Vous m'avez demandé si les centres privés pourraient intervenir dans le recueil des gamètes. Incontestablement il faudrait que tout le monde participe à l'information sur le don. Il existe 100 centres en France, 50 publics, 50 privés, et je ne vois pas pourquoi ils ne le feraient pas. Ensuite, il existe des règles de conduite, et si ells sont respectées, je n'ai pas d'opposition à cette extension, à condition que les centres privés participent à une sorte de service public. Cela étant, on peut aussi faire confiance aux collègues. D'ailleurs, je signale qu'après 30 ans de cadre législatif et 40 ans de pratique effective, il n'y a pas eu de dérives importantes en France à ma connaissance. On peut donc guider et accompagner des pratiques médicales qui sont très encadrées – d'ailleurs l'AMP est une des pratiques médicales les plus encadrées.
Je pense que le don fléché pourrait être autorisé. J'ai constaté que lorsqu'à l'époque on expliquait les différentes possibilités, la plupart des couples se tournaient vers le don non fléché, parce que cela peut créer des tensions au sein de la famille ou d'un groupe d'amis. Le problème de la dette du receveur n'est pas si simple que cela, et il faut bien y réfléchir.
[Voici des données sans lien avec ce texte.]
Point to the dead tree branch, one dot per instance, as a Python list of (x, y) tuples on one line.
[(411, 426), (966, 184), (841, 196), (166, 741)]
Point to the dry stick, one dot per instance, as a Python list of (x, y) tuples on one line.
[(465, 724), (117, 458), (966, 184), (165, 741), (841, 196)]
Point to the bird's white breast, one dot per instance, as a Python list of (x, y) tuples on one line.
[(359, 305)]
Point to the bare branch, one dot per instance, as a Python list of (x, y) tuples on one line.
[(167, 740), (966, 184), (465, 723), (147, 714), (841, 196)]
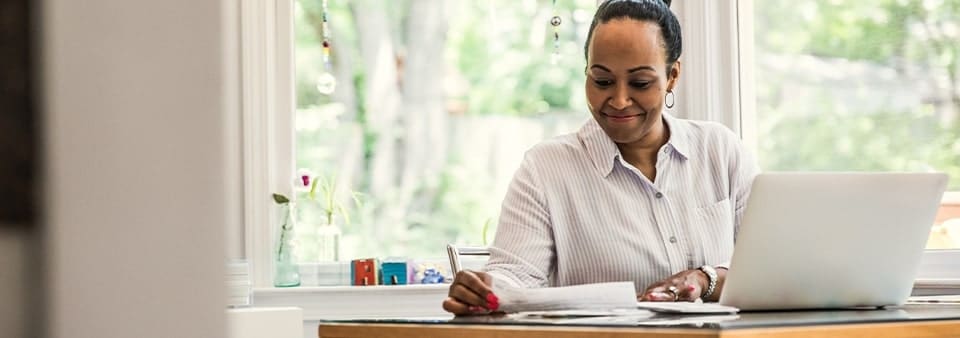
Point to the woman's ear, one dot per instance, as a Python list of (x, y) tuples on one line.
[(673, 75)]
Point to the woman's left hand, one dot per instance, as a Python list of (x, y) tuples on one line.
[(684, 286)]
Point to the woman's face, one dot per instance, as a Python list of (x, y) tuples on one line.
[(627, 78)]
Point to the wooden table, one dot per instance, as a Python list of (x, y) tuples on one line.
[(934, 320)]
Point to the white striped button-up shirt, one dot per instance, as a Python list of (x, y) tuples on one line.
[(577, 213)]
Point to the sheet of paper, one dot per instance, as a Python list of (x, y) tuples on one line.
[(945, 299), (586, 313), (687, 307), (601, 296)]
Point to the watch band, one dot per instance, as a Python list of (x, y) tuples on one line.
[(712, 276)]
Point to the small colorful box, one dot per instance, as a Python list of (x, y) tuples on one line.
[(365, 271), (397, 271)]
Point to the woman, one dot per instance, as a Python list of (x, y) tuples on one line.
[(634, 195)]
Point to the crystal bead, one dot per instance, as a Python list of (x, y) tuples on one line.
[(555, 21), (326, 83)]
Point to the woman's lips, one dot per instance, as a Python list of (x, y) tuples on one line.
[(621, 118)]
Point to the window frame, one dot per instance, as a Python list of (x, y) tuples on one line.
[(717, 60), (939, 270), (268, 105)]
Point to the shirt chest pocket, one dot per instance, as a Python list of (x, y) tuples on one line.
[(715, 222)]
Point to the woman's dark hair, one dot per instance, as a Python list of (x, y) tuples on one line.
[(656, 11)]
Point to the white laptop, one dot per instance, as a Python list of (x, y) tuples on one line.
[(831, 240)]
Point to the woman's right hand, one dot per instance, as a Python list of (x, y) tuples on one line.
[(471, 293)]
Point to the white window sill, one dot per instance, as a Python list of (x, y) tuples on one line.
[(935, 287), (356, 302), (388, 301)]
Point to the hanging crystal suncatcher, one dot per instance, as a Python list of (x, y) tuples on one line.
[(555, 21), (326, 83)]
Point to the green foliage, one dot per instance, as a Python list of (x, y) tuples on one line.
[(498, 55), (891, 34), (877, 142)]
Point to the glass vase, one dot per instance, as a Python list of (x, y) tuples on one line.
[(328, 243), (286, 271)]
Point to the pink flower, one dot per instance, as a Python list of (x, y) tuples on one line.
[(303, 180)]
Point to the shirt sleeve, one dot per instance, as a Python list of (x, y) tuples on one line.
[(523, 251), (742, 170)]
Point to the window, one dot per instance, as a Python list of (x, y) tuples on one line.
[(861, 86), (434, 105)]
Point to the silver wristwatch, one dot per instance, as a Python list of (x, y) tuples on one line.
[(712, 276)]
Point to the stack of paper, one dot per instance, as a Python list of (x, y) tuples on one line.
[(238, 283), (602, 296), (590, 300), (325, 274)]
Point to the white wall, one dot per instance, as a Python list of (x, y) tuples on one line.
[(137, 165), (12, 286)]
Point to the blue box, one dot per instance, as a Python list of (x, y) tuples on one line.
[(397, 272)]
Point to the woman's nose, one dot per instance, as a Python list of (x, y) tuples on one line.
[(620, 99)]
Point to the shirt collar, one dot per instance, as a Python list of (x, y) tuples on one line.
[(603, 152)]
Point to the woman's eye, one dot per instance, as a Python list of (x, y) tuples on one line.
[(603, 83)]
Il ne faut peut-être pas l'interdire totalement, mais en tous les cas, déclarer le « pourquoi du comment » de façon très précise.
Le sujet de l'insémination post mortem n'a pas été abordé, mais il revient sur le tapis. Il est heureusement de très faible ampleur ; néanmoins, à partir du moment où l'on accepte qu'une femme seule ait recours au sperme d'un donneur, il me semble difficile de refuser le recours au sperme d'un conjoint qui est décédé ou à des embryons déjà conçus ensemble dans une volonté affichée, et comble de la difficulté, si ce n'est pas accepté, de demander à la veuve ce qu'elle souhaite faire des embryons. Ensuite, elle se retrouve seule et a le droit de recevoir le sperme d'un donneur. Nous sommes face à la quadrature du cercle et là encore, il faut sûrement proposer un accompagnement, mais ni trop tôt, ni trop tard. Il ne s'agit pas de répondre à une douleur que l'on peut comprendre et que l'on a pu voir dans les médias, mais il ne faut pas non plus permettre de prolonger à l'excès le projet parental initial. Il faut peut-être fixer un cadre, une fenêtre pour la prise de décision, qui serait ouverte à condition d'être accompagnée pour tester l'équilibre ou le déséquilibre que cela pourrait entraîner.